Mesh Refinement Study of Flow and Particle Deposition in Human Lung Airway Model

Abstract

Simulation of flow and particle deposition in multigenerational bronchial tube geometries is a nontrivial problem. The lung airway geometry is quite complex due to asymmetry, nonplanarity and multiple generations. There are 23 airway generations in the human lung. The complexity of the airflow increases with an increasing number of generations. Particle deposition in bronchial tubes is strongly affected by these complex flow fields and bronchial tube geometry. Determination of mesh independence requirements of CFD solutions in large-scale, multigenerational models can guide the optimum use of computational resources. In this paper, we investigate the mesh independence of the solution in an idealized lung geometry consisting of a nine-generation, nonplanar, bronchial tube model using our hybrid (finite element/finite volume), matrix free, parallel CaMEL flow solver. Four mesh resolutions were considered for the mesh refinement study. Steady-state inspiratory flow was simulated with an inlet Reynolds number of 319. The dimensionless pressure drop, primary velocity profiles, and mass flow distribution were investigated to assure mesh independence of the primary flow fields. The results showed minimal differences in these metrics for all four mesh resolutions indicating that a mesh independent primary flow was achieved for all four meshes. The mesh convergence of secondary flows was also investigated. The two finest meshes showed mesh convergence in terms of secondary flows. In addition, the particle transport for all the meshes were simulated using our Lagrangian based particle tracking model. The particle deposition was investigated by employing particle deposition efficiencies in each generation, RMS of FTLE difference values and FTLE difference maps.

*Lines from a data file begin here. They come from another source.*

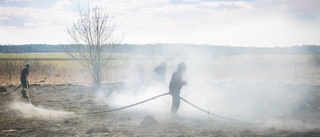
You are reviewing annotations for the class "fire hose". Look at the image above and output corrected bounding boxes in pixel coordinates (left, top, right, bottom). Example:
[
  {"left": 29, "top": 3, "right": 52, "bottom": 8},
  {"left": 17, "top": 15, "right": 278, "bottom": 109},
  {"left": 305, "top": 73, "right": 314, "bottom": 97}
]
[{"left": 75, "top": 93, "right": 240, "bottom": 122}]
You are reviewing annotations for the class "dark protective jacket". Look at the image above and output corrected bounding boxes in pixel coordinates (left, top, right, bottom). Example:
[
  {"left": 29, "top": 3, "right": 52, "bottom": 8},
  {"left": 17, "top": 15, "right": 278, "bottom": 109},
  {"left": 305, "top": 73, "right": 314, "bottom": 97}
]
[
  {"left": 169, "top": 71, "right": 184, "bottom": 94},
  {"left": 20, "top": 68, "right": 29, "bottom": 88}
]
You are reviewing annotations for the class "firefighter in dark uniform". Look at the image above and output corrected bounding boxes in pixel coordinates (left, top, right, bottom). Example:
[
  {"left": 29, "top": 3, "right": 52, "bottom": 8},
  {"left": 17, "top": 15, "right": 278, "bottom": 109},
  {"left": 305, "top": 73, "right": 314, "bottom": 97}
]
[
  {"left": 20, "top": 63, "right": 30, "bottom": 101},
  {"left": 169, "top": 62, "right": 187, "bottom": 117}
]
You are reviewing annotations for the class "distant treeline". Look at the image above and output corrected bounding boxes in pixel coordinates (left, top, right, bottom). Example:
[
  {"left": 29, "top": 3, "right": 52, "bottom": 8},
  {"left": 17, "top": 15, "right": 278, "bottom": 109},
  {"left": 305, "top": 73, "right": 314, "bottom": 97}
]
[{"left": 0, "top": 44, "right": 320, "bottom": 56}]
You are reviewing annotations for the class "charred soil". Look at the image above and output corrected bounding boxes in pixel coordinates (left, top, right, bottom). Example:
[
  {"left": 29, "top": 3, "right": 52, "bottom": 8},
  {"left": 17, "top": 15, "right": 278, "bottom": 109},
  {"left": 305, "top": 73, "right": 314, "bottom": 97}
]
[{"left": 0, "top": 84, "right": 320, "bottom": 137}]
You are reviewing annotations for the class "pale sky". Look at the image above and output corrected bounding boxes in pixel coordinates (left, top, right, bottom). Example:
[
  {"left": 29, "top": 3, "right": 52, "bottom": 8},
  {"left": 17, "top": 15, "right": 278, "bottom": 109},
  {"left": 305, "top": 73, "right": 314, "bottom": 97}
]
[{"left": 0, "top": 0, "right": 320, "bottom": 47}]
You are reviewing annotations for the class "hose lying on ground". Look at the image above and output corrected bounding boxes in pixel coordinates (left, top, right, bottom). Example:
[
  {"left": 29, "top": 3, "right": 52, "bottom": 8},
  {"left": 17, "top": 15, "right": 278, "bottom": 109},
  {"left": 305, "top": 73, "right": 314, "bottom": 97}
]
[
  {"left": 75, "top": 93, "right": 169, "bottom": 114},
  {"left": 75, "top": 93, "right": 240, "bottom": 121}
]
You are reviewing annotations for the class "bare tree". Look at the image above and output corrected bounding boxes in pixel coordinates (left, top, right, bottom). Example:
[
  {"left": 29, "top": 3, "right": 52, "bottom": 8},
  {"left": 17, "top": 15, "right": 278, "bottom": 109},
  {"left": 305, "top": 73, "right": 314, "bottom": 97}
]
[{"left": 64, "top": 4, "right": 122, "bottom": 87}]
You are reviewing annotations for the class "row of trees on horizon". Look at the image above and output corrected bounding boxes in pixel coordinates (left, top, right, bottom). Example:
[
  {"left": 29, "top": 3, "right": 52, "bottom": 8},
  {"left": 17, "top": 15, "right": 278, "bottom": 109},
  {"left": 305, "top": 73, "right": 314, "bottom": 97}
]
[{"left": 0, "top": 44, "right": 320, "bottom": 56}]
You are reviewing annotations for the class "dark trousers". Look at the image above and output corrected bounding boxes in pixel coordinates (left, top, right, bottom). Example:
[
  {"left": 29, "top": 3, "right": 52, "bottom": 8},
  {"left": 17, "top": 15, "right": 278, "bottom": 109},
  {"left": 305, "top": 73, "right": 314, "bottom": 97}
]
[
  {"left": 171, "top": 93, "right": 180, "bottom": 116},
  {"left": 20, "top": 77, "right": 29, "bottom": 89}
]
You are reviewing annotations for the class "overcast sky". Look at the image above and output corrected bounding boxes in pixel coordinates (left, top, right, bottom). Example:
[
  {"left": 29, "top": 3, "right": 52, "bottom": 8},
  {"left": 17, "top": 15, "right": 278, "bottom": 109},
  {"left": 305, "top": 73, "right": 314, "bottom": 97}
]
[{"left": 0, "top": 0, "right": 320, "bottom": 47}]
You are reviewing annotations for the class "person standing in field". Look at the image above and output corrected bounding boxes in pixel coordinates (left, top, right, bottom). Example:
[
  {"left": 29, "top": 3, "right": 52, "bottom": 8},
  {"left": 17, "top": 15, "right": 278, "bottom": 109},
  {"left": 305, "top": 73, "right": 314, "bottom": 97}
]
[
  {"left": 20, "top": 63, "right": 30, "bottom": 101},
  {"left": 169, "top": 62, "right": 187, "bottom": 118},
  {"left": 154, "top": 62, "right": 167, "bottom": 82}
]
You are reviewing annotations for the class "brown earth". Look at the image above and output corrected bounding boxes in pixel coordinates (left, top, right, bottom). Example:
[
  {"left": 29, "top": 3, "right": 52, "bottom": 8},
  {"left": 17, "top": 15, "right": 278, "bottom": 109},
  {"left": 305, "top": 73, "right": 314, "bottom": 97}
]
[{"left": 0, "top": 83, "right": 320, "bottom": 137}]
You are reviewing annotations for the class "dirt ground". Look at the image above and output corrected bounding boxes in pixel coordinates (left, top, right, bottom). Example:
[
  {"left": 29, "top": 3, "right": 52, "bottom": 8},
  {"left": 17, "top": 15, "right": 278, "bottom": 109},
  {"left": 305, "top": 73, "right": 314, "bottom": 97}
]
[{"left": 0, "top": 83, "right": 320, "bottom": 137}]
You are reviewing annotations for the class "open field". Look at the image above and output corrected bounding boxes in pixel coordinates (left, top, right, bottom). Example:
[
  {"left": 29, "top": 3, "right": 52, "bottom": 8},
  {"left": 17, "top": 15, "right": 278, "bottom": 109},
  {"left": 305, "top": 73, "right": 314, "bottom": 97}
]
[{"left": 0, "top": 52, "right": 320, "bottom": 137}]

The results showed that as the meshes were refined; particle deposition efficiency differences and FTLE differences became smaller, suggesting that the solution was approaching mesh independence. The results indicated that, even though the primary flow fields showed mesh convergence for all the mesh refinements, the mesh convergence was achieved in terms of secondary flows and particle deposition for only the 2 nd and 3 rd refinement levels. This demonstrates the impact of secondary flows on the particle deposition as well as the importance of explicit investigation of the particle deposition employing meaningful metrics when performing a mesh refinement study in bronchial tube models.